Why do I never get 128 bit reads from global memory?

Profiling my code reveals that I get a lot of 64 bit reads from global memory, but no 128 bit reads. I work with 3D data and use 32 threads along x and 16 threads along y. Since my data is floats and the data is stored as x, y, z, I should get reads that are 32 * 4 bytes, but apparently I don’t get any 128 bit reads. Can anyone explain why?

In general, 128 bit reads are used for built-in 128-bit types such as float4 and double2. However, there may be reasons for the compiler not to generate 128-bit loads:

(1) On older platforms, I think sm_1x in general (my memory is hazy), the memory throughput of 128-bit loads can actually be lower than when using 64-bit loads.

(2) If some components of a 128-bit data type are unused (e.g. the code only uses the x, y, z components of a float4), the compiler may determine that the “overfetch” due to the 128=-bit load actually lowers the performance.

(3) Use of 128-bit loads leads to higher register pressure, and thus may conflict with aggressive low register bounds provided via the -maxrregcount compiler flag or the launch_bounds function attribute.

(4) Since data must be aligned according to size (n-byte data aligned on n-byte boundary), the compiler may need to use narrower loads if that alignment cannot be guaranteed.

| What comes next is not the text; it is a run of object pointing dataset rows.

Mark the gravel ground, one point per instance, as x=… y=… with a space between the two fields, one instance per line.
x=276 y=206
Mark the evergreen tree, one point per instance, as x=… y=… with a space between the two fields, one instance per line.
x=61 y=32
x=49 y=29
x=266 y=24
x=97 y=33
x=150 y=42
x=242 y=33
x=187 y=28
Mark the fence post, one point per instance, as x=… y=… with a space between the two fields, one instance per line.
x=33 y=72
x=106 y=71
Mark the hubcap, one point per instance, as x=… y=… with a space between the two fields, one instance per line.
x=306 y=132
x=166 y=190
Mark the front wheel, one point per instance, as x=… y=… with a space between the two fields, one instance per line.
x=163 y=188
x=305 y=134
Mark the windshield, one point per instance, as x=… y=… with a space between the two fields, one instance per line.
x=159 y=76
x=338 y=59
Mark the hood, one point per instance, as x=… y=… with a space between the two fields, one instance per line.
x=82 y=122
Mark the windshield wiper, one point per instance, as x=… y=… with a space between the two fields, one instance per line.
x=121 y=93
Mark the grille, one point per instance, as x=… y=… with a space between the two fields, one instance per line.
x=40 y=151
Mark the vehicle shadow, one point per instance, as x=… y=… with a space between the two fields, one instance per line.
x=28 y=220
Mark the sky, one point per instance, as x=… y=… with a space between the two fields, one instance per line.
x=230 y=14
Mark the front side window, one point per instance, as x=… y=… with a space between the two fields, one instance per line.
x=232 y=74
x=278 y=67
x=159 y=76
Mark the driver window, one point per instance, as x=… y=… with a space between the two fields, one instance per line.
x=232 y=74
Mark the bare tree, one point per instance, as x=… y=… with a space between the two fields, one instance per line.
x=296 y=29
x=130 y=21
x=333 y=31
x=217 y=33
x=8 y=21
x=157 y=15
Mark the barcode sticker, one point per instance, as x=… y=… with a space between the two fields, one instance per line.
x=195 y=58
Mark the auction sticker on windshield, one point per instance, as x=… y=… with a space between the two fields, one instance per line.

From the early days of CUDA I have vague recollection that 16-byte alignment could not be guaranteed on Win32 platforms with MSVC.

Note that many compiler decisions are driven by heuristics. It is the nature of heuristics to deliver an “optimal” outcome most of the time, but there could certainly be situations where the compiler makes a suboptimal choice. The mere absence of 128-bit loads in the generated code per-se is not an indication of any performance issues. If, after careful analysis, you find that use of 128-bit loads would deliver a noticeable performance increases for your application, I would suggest filing a bug.